Transplant Biology focusses on the molecular, cellular and functional events that occur when cells, tissues or organs from one individual (a donor) are transferred to another, genetically distinct individual (a recipient). The principle of transplantation is to reverse disease in recipients by transferring healthy, functional tissue from a donor. Despite remarkable clinical successes over the past 100 years, all forms of transplantation remain limited by challenges related to full and lasting integration of donor tissue into the recipient’s body. In particular, the range of acute and chronic immune responses that are triggered by genetic mismatches in major histocompatibility complex and other proteins and the adverse effects of immunosuppressive anti-rejection therapies continue to limit the long-term benefits of transplants.
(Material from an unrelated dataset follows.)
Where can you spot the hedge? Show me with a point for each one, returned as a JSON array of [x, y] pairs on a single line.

Research in the field of Transplant Biology specifically seeks to better understand the immunological and other barriers to successful transplants and to develop new and safer innovations to overcome them.

The REMEDI Transplant Biology Programme

Research at REMEDI in the field of Transplant Biology focusses on the influences of donor/recipient mismatches on the effectiveness of therapeutic stem cells from non-self (allogeneic) sources. Transferring research strategies and expertise from long-established areas such as solid organ (kidney) and tissue (cornea) transplantation to the questions and challenges surrounding allogeneic regenerative therapies has been an important overarching principle for REMEDI investigators within this theme. Our insights into the complex interactions between allogeneic stem cells and the recipient immune system reveal their potential to both enhance and limit the therapeutic benefits of regenerative therapies. Detailed characterisations of innate and adaptive anti-donor immune responses and experimental comparisons between stem cells from genetically identical (autologous) and allogeneic sources allow us to profile these effects in healthy and disease conditions. We are also exploring the potential for autologous and allogeneic stem cell therapies or their released products to prolong the survival of allogenic transplants by promoting immune regulatory and tolerance pathways.